What is the 'Utilities Sector'


The utilities sector is a category of stocks for utilities such as gas and power. The sector
contains companies such as electric, gas and water firms, and integrated providers.
Because utilities require significant infrastructure, these firms often carry large amounts
of debt; with a high debt load, utilities companies become sensitive to changes in the
interest rate.

BREAKING DOWN 'Utilities Sector'


As high-yielding equity investments, utility stocks are subject to interest rate risk. As a
result, higher interest rates mean increased cost of capital for utility companies. For
example, in 2015, the U.S. Environmental Protection Agency (EPA) proposed a plan for
lowering carbon pollution from domestic power plants by 30% from 2005 levels by
2030. Electric utilities relying mostly on coal and without appropriate retrofit for scaling
down their carbon footprint would be the most affected. DTE Energy management
estimated needing $15 billion to upgrade energy infrastructure to match the EPAs
required environmental standards. The company would need to invest approximately $7
billion to $8 billion to meet the energy policys standards.

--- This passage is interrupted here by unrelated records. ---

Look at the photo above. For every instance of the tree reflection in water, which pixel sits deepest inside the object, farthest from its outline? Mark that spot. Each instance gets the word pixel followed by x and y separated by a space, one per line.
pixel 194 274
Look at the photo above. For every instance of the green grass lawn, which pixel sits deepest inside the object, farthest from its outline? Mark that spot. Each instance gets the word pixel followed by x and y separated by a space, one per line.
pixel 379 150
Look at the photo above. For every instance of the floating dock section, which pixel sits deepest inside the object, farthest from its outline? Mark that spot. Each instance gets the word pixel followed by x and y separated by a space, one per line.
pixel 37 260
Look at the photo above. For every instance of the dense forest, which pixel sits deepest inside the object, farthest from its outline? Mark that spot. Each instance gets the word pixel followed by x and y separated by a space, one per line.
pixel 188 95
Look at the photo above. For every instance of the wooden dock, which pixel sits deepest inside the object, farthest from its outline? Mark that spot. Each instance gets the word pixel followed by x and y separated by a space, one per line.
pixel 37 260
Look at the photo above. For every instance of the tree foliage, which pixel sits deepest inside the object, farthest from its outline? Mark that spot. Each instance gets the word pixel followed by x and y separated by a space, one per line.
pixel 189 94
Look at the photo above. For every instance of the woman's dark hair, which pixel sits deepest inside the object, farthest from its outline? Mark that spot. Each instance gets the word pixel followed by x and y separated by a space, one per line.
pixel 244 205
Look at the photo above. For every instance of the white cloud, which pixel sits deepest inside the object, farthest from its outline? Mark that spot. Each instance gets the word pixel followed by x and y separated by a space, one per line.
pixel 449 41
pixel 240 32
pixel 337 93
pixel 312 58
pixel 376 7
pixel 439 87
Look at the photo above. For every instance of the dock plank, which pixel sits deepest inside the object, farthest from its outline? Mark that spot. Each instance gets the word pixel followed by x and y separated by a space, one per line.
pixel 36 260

Debt Levels of the Utilities Sector


Because utilities are capital-intensive, they need a continuous inflow of funds for
carrying on their infrastructure upgrades and growth. The processes are necessary for
maintaining the continuous supply of electricity, fresh water, gas and other basic
amenities. Utilities use some funds generated from operations, but most funds are used
for paying dividends. External sources are typically used for financing capital
requirements.
As a result of relying on other financing methods and depending on market conditions,
utilities companies may end up paying higher interest rates on their debt. Borrowing at
higher rates contributes to the companies increasing debt levels, resulting in steep
debt-to-equity ratios impacting the companies credit ratings. When credit ratings go
down, utilities companies have difficulty borrowing funds at reasonable rates. As a
result, the cost of operations increases.

Consumer Impact on Utilities Sector


Because many states let consumers move from one utility operator to another,
consumers typically choose the least expensive operator in the area. Higher-cost
producers are eventually eliminated from the market unless they can cut their costs.
Long-term power purchase agreements between companies and consumers also impact
profits. When utility generation costs increase, companies still have to follow contract
agreements and sell utilities at preset rates, which decreases their profits.
Because utility stocks pay reliable dividends like bonds do, the stocks compete with
bonds as consumer investment options. After the financial crisis of 2008, and the
resulting almost-nonexistent interest rates lasting a long time, utility companies
benefitted from conservative investors buying the companies stocks rather than bonds.
In contrast, increasing interest rates make buying bonds more attractive than buying
utility sector stocks, further affecting utilities companies funding.